Леонид в то время горел свободой околотеатрального творчества. Он играл в своём самодеятельном театре главную роль Пети Трофимова в бессмертном чеховском «Вишнёвом саде», и поэтому посчитал непристойным разменивать амплуа, пусть самодеятельного, но всё-таки актёра на руководителя свадебного застолья. Торговый работник, усмотрев в его глазах сомнение, поспешно спросил:
– А сколько вам, юноша, платят в ресторане за ваше вечернее выступление.
Лёня счёл неудобным оглашать своему именитому собеседнику, что, за в поте лица, отработанный вечер, он получает жалование, составляющее семь рублей девяносто копеек. Поэтому, не без гордости, озвучил, что получает за своё шоу целых пятнадцать рублей. На что важная персона, не моргнув глазом, пробасила:
– Ну вот и договорились, добрый молодец, за ведение свадебного торжества получите от меня сто двадцать рублей без всякой квитанции и никаких обязательств.
Леонид обомлел, забыв в одночасье и про «Вишнёвый сад», и про Станиславского с Немировичем-Данченко впридачу. Вспомнив, что у него недавно родился маленький сынишка Яша, он мгновенно согласился.
Так на подмостках ресторанной сцены началась карьера свадебного тамады Леонида Дворкина. Делая первые шаги в этом, новом для себя, амплуа, он знал только, что слово тамада происходит из солнечной Грузии. Им являлся самый уважаемый и красноречивый человек из родственников жениха и невесты, который произносил первый тост и устанавливал очерёдность поздравлений. И ещё Лёня сразу же вывел для себя, что современный тамада – это не седовласый аксакал с изогнутым змеевидным рогом, наполненным бордовой «Хванчкарой», а организатор и координатор всего, что происходит на свадебном празднике, некий «перпетум мобиле» застольной части и музыкально-развлекательной программы. Во время торжества Лёня превращался, если не в вечный, то, по крайней мере, в многочасовый двигатель, который на высоких оборотах делал всё возможное, чтобы не превратить свадьбу в заурядную пьянку и чтобы улыбка не сходила с раскрасневшихся лиц гостей.
Азартный и темпераментный Дворкин произносил остроумные и небанальные тосты, причём профессионализм его заключался в том, чтобы у присутствующих не возникало ощущения, что тоже самое он говорил на предыдущей свадьбе и скажет на последующей. Он не позволял себе употреблять казённые штампы и распространённые клише и, поэтому, каждое его слово вызывало искренний отклик у гостей. Постепенно Лёня стал неплохим психологом, чутко улавливая настроение публики. Ему без особого труда удавалось завести и развеселить народ, поддерживая искомое до конца праздника. А главное, он был хорошим актёром: он пел, плясал, декламировал, наряжался, был неутомим на выдумки, легко придумывал искромётные конкурсы, забавы и игры, помнил и рассказывал десятки анекдотов. Он был обаятелен, общителен, жизнелюбив и, к своему удивлению, получал искреннее удовольствие от своей работы.

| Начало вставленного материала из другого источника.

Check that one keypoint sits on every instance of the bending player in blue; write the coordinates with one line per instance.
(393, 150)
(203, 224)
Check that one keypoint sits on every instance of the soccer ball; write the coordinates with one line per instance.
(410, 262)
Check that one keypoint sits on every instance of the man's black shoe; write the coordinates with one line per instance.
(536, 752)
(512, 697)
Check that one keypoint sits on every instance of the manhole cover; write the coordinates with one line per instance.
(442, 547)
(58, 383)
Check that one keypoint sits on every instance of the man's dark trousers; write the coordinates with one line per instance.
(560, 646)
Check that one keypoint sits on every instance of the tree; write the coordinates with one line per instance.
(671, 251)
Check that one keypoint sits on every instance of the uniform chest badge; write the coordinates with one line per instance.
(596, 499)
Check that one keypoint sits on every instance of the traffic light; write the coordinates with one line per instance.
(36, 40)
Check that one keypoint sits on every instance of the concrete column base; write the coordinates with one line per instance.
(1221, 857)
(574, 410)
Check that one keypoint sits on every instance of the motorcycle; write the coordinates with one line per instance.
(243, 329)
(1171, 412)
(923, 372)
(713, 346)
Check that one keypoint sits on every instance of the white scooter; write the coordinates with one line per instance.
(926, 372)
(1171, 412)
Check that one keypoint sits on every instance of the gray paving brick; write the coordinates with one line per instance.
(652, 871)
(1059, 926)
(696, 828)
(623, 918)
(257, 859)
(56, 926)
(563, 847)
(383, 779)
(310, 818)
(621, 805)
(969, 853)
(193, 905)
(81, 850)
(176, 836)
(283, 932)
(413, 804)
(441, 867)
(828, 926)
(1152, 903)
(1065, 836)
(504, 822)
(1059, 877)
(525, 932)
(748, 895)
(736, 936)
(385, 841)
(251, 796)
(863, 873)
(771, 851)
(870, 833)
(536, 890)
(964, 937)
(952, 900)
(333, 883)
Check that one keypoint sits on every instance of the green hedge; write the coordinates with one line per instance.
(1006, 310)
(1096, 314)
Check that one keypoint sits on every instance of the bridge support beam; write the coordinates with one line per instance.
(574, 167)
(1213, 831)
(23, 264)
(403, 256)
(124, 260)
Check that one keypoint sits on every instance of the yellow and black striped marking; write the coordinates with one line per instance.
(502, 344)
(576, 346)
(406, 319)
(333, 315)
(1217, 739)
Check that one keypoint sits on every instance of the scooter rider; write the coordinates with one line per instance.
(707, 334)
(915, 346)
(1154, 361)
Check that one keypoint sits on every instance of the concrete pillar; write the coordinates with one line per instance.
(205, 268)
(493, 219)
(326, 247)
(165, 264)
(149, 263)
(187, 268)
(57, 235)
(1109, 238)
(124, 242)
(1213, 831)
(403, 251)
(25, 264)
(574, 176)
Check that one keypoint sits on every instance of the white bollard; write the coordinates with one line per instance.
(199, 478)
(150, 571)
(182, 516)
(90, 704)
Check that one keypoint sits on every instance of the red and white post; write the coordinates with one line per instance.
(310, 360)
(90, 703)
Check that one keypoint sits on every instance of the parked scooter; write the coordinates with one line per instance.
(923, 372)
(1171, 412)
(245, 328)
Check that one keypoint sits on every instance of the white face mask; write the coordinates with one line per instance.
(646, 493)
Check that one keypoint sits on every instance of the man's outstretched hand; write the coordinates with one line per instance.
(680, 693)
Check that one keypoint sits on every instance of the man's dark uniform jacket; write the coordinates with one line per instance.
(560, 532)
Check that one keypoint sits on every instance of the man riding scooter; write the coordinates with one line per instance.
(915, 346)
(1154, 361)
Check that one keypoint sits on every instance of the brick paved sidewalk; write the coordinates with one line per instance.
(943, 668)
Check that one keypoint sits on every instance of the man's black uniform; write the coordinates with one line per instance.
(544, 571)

В конторке у Лёни-строителя на письменном столе лежал засаленный ежедневник, в котором отражались графики поставок строительных материалов, нормы выработки для закрытия нарядов, даты проведения планёрок и совещаний, время встреч с начальниками участков и мастерами. Быстротечные реалии заставили Лёню-тамаду завести ещё один, теперь уже красочный кожгалантерейный, ежедневник, куда вносилась необходимая информация для проведения свадебного застолья. Он никогда не позволял себе выкрикивать со сцены:
– Слово предоставляется мужчине в костюме цвета морской волны или женщине в ярко-красном платье.
В ежедневник заранее заносились имена и родственные связи, произносящих тосты, подробно излагался сценарий праздника, намечались этапы подготовки к свадьбе, описывался план размещения гостей, разрабатывался оркестровый репертуар, обсуждалась видеосъёмка и ещё великое множество свадебных атрибутов и мелочей.
Через непродолжительное время Леонид стал настоящим профессионалом свадебной индустрии. Он приобрёл титул городского тамады, его имя по цепочке передавалось от уже вступивших в законный брак к бесконечной толпе женихов и невест, готовящихся совершить этот незаурядный акт. Благодаря знакомству с обширным количеством горожан, он обладал связями, которые помогали ему в различных сферах жизни. Лёня всегда мог найти нужного человека для решения любой задачи или получения необходимой информации. Благодаря своей коммуникабельности и умению налаживать отношения, он был ценным и востребованным человеком среди друзей. Чтобы не быть голословным в этом аспекте, приведу всего один, из множества других, показательный пример.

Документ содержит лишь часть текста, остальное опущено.